To be honest I can’t imagine donating sperm, any more than I can imagine anyone “voluntarily relinquishing” their own flesh and blood for adoption. The idea of not being there, not for the birth, for the blissfully anguish of sleep deprivation required to tend a child in the months after birth, for the first words, for the first steps, for thousands of bedtime hours reading and singing and talking and cuddling, for the tears and cheers of first days of school, of proud or wretched parent/teacher conferences, for graduations and their equivalent steps depending on who they are… how could any human being summon the courage, the willpower, the compassion for someone else to sacrifice that so someone else could experience parenthood? I just couldn’t have it in me.

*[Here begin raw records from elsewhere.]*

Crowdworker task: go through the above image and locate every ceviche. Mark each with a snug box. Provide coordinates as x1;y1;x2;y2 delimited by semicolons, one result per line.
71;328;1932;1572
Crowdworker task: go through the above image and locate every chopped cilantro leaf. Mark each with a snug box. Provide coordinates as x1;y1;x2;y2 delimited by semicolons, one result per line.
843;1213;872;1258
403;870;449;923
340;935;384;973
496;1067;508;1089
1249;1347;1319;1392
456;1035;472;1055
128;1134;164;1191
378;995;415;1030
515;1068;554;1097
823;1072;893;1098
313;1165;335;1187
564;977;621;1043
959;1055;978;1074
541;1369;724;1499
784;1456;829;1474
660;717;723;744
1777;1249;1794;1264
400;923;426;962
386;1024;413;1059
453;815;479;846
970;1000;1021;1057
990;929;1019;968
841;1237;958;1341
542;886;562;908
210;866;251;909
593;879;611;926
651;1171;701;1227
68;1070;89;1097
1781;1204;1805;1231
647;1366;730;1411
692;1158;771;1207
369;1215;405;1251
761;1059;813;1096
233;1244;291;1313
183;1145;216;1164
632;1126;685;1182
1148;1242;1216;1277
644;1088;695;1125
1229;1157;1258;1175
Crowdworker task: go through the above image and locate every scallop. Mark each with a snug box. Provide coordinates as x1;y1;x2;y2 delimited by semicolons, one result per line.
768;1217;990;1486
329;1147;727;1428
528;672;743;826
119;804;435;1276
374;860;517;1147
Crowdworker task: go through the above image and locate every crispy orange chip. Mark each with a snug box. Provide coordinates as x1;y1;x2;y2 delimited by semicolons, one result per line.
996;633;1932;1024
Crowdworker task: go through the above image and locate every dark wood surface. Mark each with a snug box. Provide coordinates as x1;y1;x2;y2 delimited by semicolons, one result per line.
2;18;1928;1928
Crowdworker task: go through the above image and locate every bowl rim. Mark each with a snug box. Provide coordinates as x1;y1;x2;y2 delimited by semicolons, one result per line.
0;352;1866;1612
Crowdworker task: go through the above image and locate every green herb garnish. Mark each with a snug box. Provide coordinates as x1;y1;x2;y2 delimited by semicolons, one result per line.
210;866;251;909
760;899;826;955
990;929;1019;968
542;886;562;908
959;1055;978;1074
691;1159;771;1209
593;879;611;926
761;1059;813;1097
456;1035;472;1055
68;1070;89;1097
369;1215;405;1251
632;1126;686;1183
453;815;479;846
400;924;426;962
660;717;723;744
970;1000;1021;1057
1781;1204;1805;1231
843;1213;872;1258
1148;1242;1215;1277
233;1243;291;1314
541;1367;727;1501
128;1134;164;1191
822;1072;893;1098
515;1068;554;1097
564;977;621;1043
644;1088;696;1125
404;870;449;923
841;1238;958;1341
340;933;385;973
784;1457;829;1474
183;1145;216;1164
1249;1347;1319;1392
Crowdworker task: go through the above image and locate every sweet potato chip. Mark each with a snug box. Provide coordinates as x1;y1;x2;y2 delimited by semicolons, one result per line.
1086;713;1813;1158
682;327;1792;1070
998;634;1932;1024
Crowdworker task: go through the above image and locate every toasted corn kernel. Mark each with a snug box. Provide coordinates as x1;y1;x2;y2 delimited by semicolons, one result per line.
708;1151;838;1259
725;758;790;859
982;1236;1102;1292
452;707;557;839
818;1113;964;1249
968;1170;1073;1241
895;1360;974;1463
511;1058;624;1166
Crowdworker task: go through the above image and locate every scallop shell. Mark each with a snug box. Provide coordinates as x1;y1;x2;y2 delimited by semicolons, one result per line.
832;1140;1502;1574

I also happen to think it would be egregiously unethical for someone to, as Morrison suggests, head down to a local bar, get a man drunk, and “bam — you’re someone’s mother.” No more so than were a man to head down to a bar with the same intention! To imagine the use of another human being for expendable, non-consensual reproduction is just… critically, cripplingly, strips them of their humanity — as it would anyone who undertook to make that deception. (An old episode of The L-Word handles that situation surprisingly well.)

Anyway, sure, as Morrison says a determined woman can just head off to a bar, get a guy drunk enough that he can’t tell there’s no condom, and be done with it — leaving her partner none the wiser… and herself none the wiser as well. Or she can go to a lab where the samples have been carefully screened and submit to some degree of screening herself.

Bottom line: Women aren’t regrettable sperm repositories for the patriarchy, but then neither are men superfluous semen nozzles. Both structural misperceptions must be refuted if patriarchy is to be dismantled.